The trend of algorithms replacing humans in various financial areas is gathering pace, with the stock market feeling the impact of the recent developments in artificial intelligence and robotics too.
Marko Kolanovic, global head of quantitative and derivatives research at JPMorgan, was quoted on Tuesday by CNBC saying that whereas fundamental narratives explaining the price action abound, most of equity investors today do not buy or sell stocks based on stock specific fundamentals. In fact, he estimated that “fundamental discretionary traders” account for humble 10% of trading volume in stocks. Passive and quantitative investing generates about 60%, more than double the portion a decade ago, according to Mr Kolanovic.
The comments made by Mr Kolanovic are in tune with those by Marty Chavez, Goldman Sachs’s deputy chief financial officer and former chief information officer. He has explained that automated trading programs have assumed the bigger part of the work performed by human traders at the company’s US cash equities trading desk in New York. At present, he said, there are only 2 equity traders working at this desk, compared to 600 traders in 2000.

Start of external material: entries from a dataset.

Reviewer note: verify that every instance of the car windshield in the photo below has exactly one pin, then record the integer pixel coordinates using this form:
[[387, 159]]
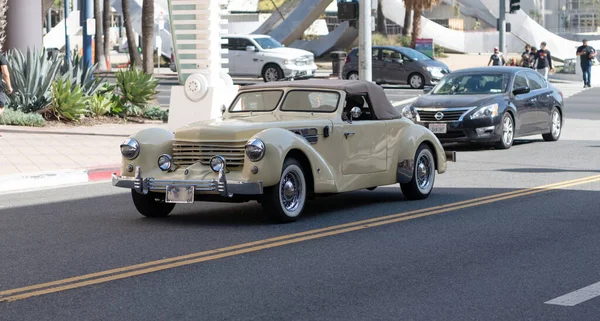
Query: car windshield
[[256, 101], [268, 43], [310, 101], [472, 84], [415, 55]]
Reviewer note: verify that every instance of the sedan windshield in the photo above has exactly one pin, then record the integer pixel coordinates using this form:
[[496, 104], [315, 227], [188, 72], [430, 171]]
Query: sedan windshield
[[268, 43], [256, 101], [472, 84]]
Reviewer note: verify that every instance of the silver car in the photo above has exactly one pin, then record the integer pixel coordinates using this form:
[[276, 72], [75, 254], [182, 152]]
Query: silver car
[[398, 65]]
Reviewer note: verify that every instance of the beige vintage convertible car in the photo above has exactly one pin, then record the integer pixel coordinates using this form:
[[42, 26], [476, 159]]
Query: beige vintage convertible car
[[280, 144]]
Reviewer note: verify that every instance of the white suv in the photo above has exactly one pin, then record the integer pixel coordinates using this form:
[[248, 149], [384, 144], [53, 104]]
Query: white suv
[[262, 56]]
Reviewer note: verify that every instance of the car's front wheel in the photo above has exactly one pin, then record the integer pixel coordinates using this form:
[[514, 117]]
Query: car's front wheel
[[556, 127], [421, 184], [285, 201], [151, 204], [508, 132]]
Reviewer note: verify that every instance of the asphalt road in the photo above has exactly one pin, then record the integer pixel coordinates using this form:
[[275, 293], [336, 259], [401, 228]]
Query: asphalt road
[[486, 245]]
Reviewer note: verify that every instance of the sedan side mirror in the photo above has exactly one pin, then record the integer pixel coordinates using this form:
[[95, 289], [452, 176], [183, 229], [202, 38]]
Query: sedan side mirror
[[355, 112], [521, 90]]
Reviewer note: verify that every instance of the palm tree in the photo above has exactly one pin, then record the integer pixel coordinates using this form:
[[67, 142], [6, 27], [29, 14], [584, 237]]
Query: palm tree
[[407, 17], [106, 28], [134, 55], [418, 6], [99, 48], [148, 36]]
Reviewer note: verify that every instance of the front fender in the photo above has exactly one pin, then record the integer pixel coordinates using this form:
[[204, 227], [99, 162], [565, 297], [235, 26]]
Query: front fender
[[153, 142], [278, 144]]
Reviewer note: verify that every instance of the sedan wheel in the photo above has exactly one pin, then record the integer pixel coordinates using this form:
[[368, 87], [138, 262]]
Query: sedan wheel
[[556, 127], [284, 202], [508, 132], [416, 81], [421, 184]]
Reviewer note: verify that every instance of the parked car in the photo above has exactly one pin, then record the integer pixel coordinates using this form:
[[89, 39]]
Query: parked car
[[490, 105], [263, 56], [398, 65], [279, 144]]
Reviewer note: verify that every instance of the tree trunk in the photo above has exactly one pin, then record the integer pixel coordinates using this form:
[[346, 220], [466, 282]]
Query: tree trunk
[[99, 55], [106, 28], [416, 32], [381, 25], [407, 22], [148, 36], [134, 55]]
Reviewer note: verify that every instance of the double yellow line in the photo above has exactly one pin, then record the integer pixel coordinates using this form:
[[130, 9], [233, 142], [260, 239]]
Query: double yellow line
[[164, 264]]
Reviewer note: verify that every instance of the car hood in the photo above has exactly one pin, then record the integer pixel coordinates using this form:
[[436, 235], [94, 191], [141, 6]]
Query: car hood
[[288, 52], [450, 101], [243, 127]]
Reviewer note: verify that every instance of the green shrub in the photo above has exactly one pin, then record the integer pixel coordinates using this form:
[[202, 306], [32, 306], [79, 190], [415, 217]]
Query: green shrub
[[155, 113], [67, 103], [99, 105], [19, 118], [135, 90], [31, 77]]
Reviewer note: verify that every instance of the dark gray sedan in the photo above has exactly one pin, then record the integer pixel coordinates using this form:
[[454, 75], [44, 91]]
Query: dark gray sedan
[[398, 65], [490, 105]]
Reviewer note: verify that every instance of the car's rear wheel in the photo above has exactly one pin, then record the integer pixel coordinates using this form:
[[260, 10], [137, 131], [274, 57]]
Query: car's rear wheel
[[421, 184], [556, 127], [285, 201], [416, 81], [508, 132], [272, 72], [151, 204]]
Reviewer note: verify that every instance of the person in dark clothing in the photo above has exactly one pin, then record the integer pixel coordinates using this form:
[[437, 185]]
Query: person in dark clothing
[[586, 54], [543, 60], [497, 58], [6, 87]]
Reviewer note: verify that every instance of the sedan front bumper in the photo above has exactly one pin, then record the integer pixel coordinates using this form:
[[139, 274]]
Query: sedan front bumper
[[221, 186]]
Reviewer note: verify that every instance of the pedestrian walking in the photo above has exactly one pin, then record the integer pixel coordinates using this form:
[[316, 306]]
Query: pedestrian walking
[[587, 55], [543, 61], [5, 87], [497, 58]]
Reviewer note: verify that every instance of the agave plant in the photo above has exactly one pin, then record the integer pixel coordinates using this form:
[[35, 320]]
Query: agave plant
[[136, 89], [67, 102], [31, 77]]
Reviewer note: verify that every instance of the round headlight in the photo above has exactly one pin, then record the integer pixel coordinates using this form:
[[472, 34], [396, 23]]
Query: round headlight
[[217, 163], [130, 148], [255, 149], [165, 162]]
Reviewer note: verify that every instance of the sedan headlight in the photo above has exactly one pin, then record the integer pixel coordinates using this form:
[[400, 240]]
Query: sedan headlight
[[410, 112], [165, 162], [486, 111], [130, 148], [255, 149]]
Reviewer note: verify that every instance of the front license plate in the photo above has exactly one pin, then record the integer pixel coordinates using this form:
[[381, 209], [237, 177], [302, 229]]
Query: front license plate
[[438, 128], [180, 194]]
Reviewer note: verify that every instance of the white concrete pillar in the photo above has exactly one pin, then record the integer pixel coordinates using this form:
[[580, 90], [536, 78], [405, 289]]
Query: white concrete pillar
[[24, 25]]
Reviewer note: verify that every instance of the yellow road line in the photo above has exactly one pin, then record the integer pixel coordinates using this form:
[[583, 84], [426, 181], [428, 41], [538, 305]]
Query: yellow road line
[[153, 266]]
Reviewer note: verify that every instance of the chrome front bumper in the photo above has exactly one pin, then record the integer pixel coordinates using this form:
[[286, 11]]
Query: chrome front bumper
[[219, 186]]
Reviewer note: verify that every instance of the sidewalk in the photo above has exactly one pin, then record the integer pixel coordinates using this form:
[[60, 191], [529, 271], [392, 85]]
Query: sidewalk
[[43, 157]]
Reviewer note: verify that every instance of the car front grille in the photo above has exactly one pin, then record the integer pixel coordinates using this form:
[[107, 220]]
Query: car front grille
[[429, 114], [188, 153]]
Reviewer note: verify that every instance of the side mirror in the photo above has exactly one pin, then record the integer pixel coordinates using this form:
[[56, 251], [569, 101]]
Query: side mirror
[[355, 112], [521, 90]]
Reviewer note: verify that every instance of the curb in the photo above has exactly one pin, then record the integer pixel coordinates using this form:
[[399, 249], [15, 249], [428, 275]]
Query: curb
[[57, 178]]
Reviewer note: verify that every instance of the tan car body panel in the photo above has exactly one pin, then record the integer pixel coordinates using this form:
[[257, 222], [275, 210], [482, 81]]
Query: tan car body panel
[[328, 158]]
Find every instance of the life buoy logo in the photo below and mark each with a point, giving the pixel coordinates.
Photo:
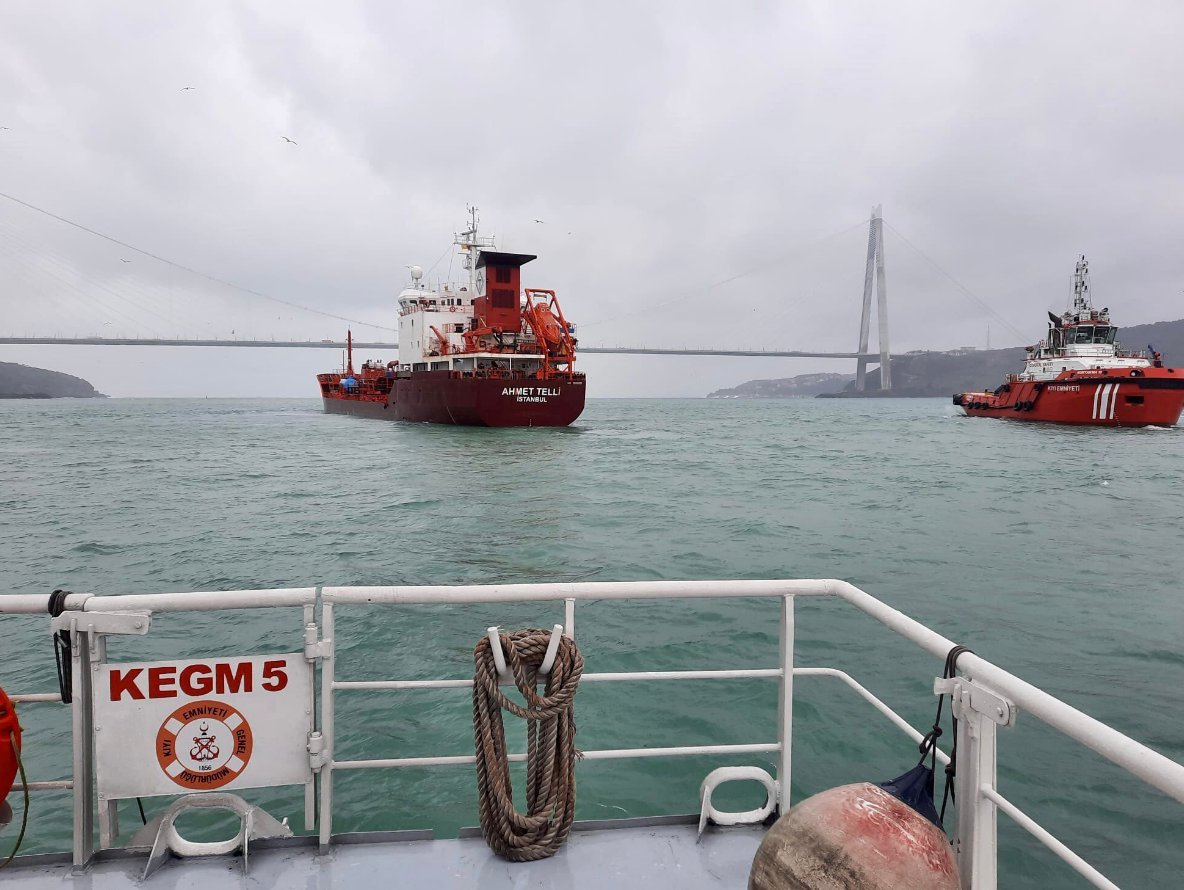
(204, 745)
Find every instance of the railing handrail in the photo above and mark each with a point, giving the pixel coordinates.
(37, 604)
(980, 675)
(1136, 758)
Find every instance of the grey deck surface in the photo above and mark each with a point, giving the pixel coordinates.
(654, 858)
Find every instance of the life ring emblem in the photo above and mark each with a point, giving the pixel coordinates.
(204, 745)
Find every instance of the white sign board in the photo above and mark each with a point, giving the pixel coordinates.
(203, 724)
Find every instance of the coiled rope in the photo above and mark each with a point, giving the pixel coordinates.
(551, 745)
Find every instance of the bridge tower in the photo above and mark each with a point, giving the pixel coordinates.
(876, 264)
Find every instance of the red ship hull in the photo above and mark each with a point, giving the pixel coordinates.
(442, 397)
(1141, 398)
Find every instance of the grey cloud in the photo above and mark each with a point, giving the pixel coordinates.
(680, 143)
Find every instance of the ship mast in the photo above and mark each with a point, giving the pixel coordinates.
(1081, 285)
(471, 245)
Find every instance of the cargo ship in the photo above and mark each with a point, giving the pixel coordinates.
(487, 353)
(1080, 374)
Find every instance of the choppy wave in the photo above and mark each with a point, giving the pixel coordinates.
(999, 535)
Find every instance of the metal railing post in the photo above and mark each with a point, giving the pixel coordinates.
(975, 839)
(108, 810)
(785, 707)
(327, 724)
(83, 752)
(310, 634)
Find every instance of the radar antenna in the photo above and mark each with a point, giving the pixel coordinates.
(471, 244)
(1081, 284)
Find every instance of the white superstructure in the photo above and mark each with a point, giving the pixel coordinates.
(1081, 339)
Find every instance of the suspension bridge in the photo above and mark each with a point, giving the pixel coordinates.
(874, 284)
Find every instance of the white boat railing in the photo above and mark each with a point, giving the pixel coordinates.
(985, 696)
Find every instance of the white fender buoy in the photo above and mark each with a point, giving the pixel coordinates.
(855, 837)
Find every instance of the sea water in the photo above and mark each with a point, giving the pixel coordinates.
(1054, 552)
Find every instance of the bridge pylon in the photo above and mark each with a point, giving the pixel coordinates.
(875, 265)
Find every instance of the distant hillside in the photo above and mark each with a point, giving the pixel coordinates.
(20, 381)
(941, 374)
(803, 386)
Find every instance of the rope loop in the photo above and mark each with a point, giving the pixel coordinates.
(551, 745)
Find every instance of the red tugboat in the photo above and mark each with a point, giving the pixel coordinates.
(1079, 374)
(470, 354)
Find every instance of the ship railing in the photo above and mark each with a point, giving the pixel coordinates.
(985, 696)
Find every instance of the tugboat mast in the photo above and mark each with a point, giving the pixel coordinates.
(1081, 285)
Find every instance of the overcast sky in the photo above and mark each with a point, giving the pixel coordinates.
(703, 173)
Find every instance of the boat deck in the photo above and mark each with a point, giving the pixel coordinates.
(631, 853)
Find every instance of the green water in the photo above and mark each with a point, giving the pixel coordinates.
(1053, 552)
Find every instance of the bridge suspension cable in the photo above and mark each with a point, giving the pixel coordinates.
(190, 269)
(958, 284)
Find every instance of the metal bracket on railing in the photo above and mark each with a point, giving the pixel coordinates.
(316, 755)
(966, 695)
(495, 644)
(315, 649)
(161, 832)
(732, 774)
(129, 623)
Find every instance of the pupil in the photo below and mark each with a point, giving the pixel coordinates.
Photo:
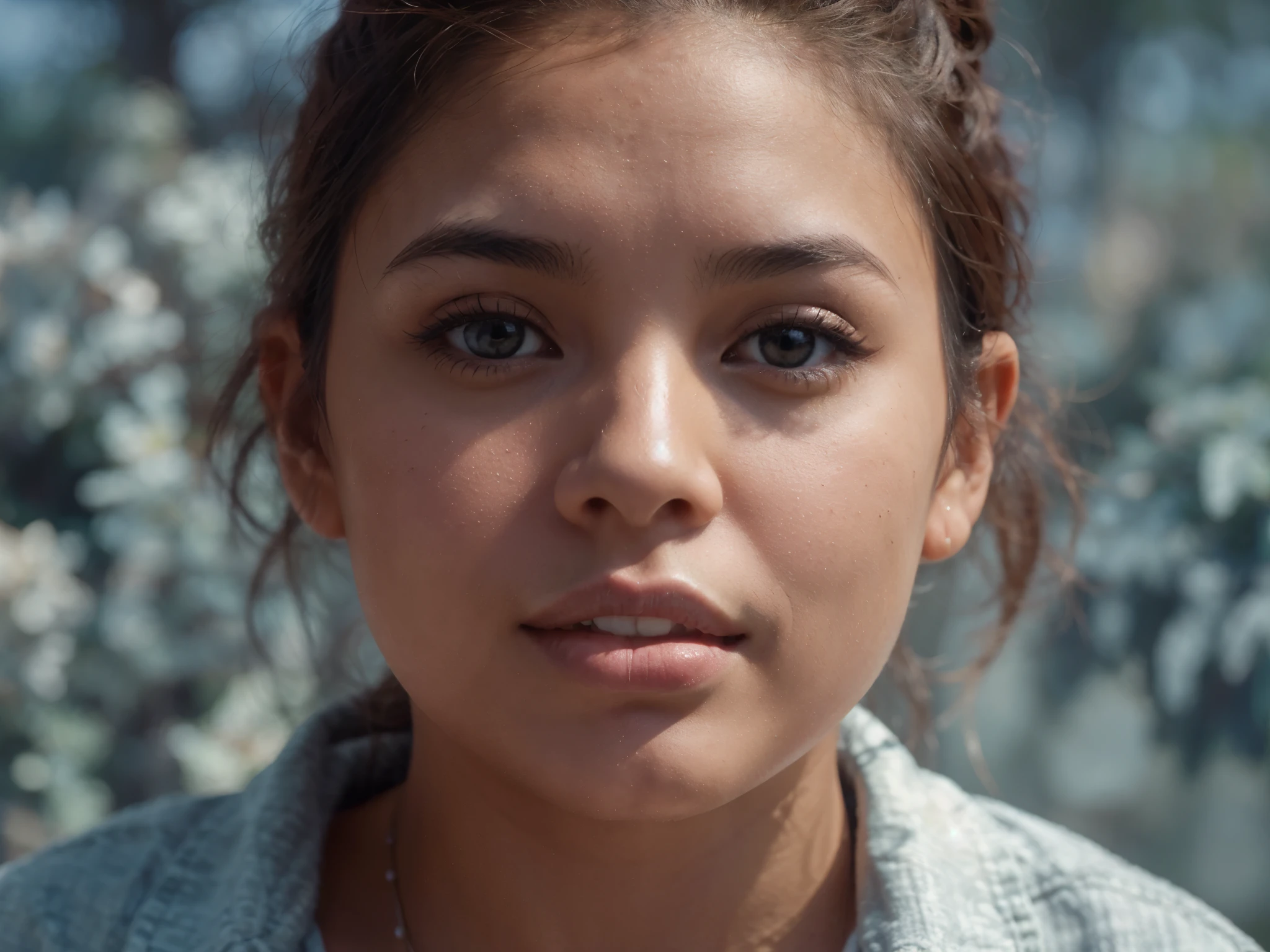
(494, 339)
(786, 347)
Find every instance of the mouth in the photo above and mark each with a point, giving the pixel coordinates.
(624, 637)
(638, 626)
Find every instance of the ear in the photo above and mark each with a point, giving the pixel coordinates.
(963, 487)
(299, 432)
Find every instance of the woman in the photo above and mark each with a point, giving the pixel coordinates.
(641, 351)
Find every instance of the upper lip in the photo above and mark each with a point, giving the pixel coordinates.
(675, 601)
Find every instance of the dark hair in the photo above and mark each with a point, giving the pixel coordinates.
(913, 68)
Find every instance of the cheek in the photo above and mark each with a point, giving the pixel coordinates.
(431, 499)
(838, 517)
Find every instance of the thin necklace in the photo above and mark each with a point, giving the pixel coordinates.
(402, 931)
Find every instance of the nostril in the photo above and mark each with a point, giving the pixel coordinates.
(678, 508)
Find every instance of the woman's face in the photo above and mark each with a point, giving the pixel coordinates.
(637, 402)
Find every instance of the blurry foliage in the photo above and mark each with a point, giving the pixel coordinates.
(130, 177)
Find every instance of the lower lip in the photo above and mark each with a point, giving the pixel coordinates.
(623, 663)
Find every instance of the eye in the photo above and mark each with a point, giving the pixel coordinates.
(798, 339)
(789, 347)
(495, 338)
(486, 330)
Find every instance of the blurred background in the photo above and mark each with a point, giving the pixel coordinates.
(134, 143)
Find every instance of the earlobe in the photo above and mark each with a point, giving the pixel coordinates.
(294, 419)
(967, 474)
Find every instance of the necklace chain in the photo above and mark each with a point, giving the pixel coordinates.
(402, 931)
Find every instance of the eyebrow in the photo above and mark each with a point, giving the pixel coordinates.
(488, 244)
(771, 260)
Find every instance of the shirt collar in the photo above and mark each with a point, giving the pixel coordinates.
(929, 873)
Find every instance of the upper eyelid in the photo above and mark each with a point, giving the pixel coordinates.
(797, 314)
(533, 316)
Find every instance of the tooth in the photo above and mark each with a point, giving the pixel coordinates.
(616, 624)
(653, 627)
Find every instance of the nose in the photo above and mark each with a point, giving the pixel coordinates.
(647, 457)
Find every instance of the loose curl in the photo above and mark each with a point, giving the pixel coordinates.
(912, 68)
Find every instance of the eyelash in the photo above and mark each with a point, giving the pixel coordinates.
(465, 311)
(845, 339)
(840, 335)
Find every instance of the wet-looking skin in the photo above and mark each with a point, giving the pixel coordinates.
(636, 415)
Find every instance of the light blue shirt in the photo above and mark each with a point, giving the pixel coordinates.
(943, 870)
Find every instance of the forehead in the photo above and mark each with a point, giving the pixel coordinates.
(701, 130)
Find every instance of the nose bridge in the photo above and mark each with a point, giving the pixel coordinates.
(648, 455)
(642, 418)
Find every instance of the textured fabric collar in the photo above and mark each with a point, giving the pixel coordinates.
(246, 875)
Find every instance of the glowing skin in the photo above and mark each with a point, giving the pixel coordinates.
(637, 457)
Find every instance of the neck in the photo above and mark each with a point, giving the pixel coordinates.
(483, 863)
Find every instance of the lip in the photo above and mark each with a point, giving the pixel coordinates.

Mr Chavez has forecast that currency trading and certain parts of investment banking will follow suit.
Goldman Sachs has already commenced the process of automation of currency trading. The results are dismal for traders, as four traders can be replaced by one computer engineer, according to Mr Chavez. In fact, currently, about a third of Goldman Sachs’s staff are computer engineers.
Talking of stock trading, let’s recall that earlier this year, Japanese online brokerage Kabu.com Securities, a subsidiary of Mitsubishi UFJ Financial Group Inc (TYO:8306), launched a special AI-powered solution for its clients. The tool, named “AlpacaSearch for kabu.com”, developed jointly with AlpacaDB Inc, targets stock traders using Kabu Station Premium.
The AI system scans the share prices of Japan-listed companies in order to identify shares exhibiting similar trends. The AI technology is able to detect correlations that human traders cannot usually notice and thus signal trading opportunities. It also detects overvalued and undervalued stocks by identifying correlating stock charts. These findings are used for a trading strategy where investors go long on the underperforming shares and go short on the overperforming shares in a correlated pair.